When first he spied the smoke he thought it just an especially thick arm drifting in from the burning city. Then it coalesced in his path. One end took the semblance of a cobra's head. More sorcery. He called on Ahlert.
The Mindak could not help him. This was beyond his knowledge.
It was a serpent. It became a smoke creature fifty yards long and as thick as a man's chest. It coiled round Nieroda, shielding her. Gathrid probed with the Sword.
Nothing happened. Daubendiek denied the thing's existence.
Red eyes glared into Gathrid's own. He saw a malevolent humor there. He backed away to consider.
It struck. Neither Sword nor Shield reacted. The youth survived solely on his own quick response.
Immune to the Sword. Able to penetrate the Shield. What was this thing? Nervously, he backed a few more steps away. One foot encountered the Staff, twisted beneath him treacherously. He regained his balance, dodged another strike.

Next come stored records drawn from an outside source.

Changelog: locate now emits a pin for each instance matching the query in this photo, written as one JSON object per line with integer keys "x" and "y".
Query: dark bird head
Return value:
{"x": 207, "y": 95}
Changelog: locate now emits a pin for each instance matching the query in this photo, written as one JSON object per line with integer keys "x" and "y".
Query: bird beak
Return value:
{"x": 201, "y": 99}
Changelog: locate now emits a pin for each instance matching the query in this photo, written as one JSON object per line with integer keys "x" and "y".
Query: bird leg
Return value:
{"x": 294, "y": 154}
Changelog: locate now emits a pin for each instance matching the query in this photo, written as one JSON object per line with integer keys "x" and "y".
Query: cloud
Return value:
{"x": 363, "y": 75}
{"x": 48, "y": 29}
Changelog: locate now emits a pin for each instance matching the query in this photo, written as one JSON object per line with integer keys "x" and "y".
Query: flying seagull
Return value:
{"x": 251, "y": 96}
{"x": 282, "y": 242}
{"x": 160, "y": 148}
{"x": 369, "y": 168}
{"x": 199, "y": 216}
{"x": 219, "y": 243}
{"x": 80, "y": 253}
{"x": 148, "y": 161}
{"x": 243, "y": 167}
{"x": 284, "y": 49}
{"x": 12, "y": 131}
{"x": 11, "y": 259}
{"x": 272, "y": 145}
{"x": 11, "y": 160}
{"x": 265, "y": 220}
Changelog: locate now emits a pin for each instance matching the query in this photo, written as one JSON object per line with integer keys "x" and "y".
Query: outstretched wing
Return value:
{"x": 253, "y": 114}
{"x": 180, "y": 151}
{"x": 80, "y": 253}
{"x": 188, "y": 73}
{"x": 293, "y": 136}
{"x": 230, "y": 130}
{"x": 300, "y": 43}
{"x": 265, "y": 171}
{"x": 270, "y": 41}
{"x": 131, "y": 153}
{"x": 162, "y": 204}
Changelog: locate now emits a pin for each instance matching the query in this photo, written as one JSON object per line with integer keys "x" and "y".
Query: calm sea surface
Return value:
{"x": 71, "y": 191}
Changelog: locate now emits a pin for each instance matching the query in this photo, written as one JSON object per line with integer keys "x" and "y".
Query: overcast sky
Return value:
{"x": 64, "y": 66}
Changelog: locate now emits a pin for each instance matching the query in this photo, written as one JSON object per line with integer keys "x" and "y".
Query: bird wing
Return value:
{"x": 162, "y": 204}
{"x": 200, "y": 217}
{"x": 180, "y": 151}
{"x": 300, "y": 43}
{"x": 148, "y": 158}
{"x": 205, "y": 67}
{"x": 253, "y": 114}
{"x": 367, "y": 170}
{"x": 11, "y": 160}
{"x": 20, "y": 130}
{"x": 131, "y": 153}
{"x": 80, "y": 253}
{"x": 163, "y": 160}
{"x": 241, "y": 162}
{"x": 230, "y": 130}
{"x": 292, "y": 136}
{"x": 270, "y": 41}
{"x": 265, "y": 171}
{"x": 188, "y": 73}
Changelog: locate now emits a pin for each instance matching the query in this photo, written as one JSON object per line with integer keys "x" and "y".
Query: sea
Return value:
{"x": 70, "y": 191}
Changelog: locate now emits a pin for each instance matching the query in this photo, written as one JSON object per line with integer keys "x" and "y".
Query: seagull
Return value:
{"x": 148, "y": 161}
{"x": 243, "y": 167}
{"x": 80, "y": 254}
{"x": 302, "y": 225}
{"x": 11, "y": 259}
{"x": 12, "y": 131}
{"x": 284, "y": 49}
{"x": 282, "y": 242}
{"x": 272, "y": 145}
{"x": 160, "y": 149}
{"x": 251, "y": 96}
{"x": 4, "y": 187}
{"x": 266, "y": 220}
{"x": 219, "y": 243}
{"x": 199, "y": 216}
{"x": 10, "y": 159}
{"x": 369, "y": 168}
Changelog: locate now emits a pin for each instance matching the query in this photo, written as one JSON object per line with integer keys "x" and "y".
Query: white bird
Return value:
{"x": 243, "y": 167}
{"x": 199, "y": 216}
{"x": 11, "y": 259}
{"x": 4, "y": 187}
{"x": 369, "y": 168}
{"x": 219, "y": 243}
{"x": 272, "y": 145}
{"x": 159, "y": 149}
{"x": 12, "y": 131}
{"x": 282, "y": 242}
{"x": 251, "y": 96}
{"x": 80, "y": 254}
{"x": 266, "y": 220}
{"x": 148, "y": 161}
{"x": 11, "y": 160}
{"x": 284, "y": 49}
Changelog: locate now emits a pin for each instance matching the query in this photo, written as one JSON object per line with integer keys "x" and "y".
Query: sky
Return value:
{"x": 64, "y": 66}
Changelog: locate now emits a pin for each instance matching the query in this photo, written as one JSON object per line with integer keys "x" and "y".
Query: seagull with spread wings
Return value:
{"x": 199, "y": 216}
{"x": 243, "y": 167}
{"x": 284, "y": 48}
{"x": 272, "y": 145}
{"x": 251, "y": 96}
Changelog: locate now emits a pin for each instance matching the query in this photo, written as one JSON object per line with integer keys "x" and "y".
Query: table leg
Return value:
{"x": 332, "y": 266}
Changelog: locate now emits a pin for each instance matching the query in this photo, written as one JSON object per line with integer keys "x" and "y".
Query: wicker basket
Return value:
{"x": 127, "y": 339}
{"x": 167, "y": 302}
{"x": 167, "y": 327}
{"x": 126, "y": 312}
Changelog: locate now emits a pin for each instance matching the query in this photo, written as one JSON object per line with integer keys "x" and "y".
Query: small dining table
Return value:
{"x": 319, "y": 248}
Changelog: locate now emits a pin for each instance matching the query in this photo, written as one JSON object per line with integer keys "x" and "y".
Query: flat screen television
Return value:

The Staff, too, proved useless. So did the blade he had captured.at Kacalief. He felt a growing uneasiness. He'd had an advantage. It was quicksilver in his fingers. She had gotten round the might of the great weapons'.
"Death," said Nieroda. A wicked smile captured her fat Mulenex lips. "I bring you death, Swordbearer."
Gathrid saw it in those wicked red eyes as the serpent rocked to and fro, considering its next strike. He moved Daubendiek in time to the serpent's sway. Its gaze locked on the weapon, watching for his move.
Slowly, slowly, he drew the serpent's gaze upward, into contact with the jewel in the Ordrope Diadem.
Nothing. His mind opened on an emptiness so complete it could exist only as some philosopher's fantasy. He nearly fell in.
"Beware!" Ahlert snapped from the back of his mind. "It's another trap."
Gathrid surfaced. Nieroda was charging. Her serpent had vanished. She had acquired a weapon.
Its blade was wholly invisible. Daubendiek turned its first thrust uncertainly. The Shield absorbed a glancing blow. Nieroda danced away, moving lightly despite the gross Mulenex body.
She tossed, or pretended to toss, her weapon from hand to hand till Gathrid was no longer sure which wielded it.